A cause de la crise du système de milice, de nombreuses communes tiennent à la règle de l’obligation de servir, même si celle-ci est souvent critiquée et tenue pour «obsolète». Ainsi, dans le canton d’Uri, le peuple a accepté le 5 juin une révision de la loi qui définit explicitement le fait d’accepter une charge publique comme un devoir civique. Et désormais, ceux qui refuseront de s’y plier se verront punis d’une amende de 5000 francs.

La nouvelle loi introduit néanmoins des allègements par rapport à la précédente. Ainsi, l’obligation d’accepter une charge tombe pour les plus de 65 ans. En outre, on peut refuser pour des «raisons impératives», par exemple en cas de problèmes de santé ou d’obligations professionnelles impératives. Si cette loi avait existée en 2008, Johanna Tschumi aurait probablement pu échapper à sa charge sans avoir à déménager.

Johanna Tschumi qui est finalement quand même devenue conseillère communale de Bauen, mais volontairement, après sa retraite. «Pour le fonctionnement de la commune, il est essentiel que tout le monde fasse quelque chose, admet-elle. Mais pas contre la volonté des personnes». Il faudrait trouver d’autres moyens, par exemple fusionner les communes ou payer les gens correctement, et ainsi, on trouverait suffisamment de volontaires. «Par les temps qui courent, avec le stress du monde du travail et les revenus qui stagnent, de nombreuses personnes ne peuvent simplement pas se permettre d’avoir une telle occupation accessoire», explique-t-elle. 

Actuellement, il y a encore un poste de libre au Conseil de Bauen, village de 150 habitants.

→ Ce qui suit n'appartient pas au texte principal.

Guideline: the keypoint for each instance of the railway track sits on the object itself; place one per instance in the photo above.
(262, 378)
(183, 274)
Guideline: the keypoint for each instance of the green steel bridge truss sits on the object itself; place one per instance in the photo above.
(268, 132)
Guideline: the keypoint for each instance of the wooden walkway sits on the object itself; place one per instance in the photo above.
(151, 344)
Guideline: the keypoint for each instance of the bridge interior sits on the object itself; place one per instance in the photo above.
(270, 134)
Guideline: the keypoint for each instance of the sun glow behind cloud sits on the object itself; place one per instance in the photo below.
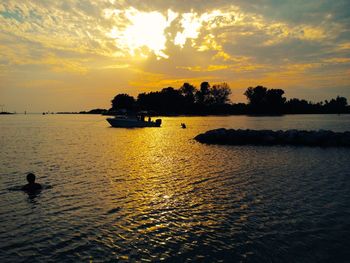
(145, 31)
(130, 46)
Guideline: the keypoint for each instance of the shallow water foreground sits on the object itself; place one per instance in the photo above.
(155, 194)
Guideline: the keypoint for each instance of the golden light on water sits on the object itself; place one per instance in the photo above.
(97, 49)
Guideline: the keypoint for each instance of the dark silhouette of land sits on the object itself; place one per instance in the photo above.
(214, 100)
(321, 138)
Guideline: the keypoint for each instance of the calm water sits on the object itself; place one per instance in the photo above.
(155, 194)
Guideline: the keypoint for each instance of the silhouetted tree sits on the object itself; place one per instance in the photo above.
(274, 100)
(123, 101)
(337, 105)
(204, 93)
(262, 100)
(188, 91)
(219, 94)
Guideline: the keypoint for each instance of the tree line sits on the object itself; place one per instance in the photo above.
(215, 99)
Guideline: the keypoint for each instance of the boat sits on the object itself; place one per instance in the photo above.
(133, 122)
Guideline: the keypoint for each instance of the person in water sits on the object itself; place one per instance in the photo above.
(32, 186)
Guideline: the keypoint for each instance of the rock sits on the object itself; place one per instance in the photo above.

Si aucun volontaire ne s’annonce, les citoyennes et citoyens devront, lors de leur assemblée d’automne, choisir quelqu’un dans leurs rangs. Le malchanceux n’aura alors que trois possibilités: accepter la charge, payer 5000 francs d’amende ou faire ses valises et prendre le large.

Doit-on vraiment forcer des citoyennes et des citoyens à accepter une charge publique? Voyez-vous d’autres solutions à la crise du système de milice?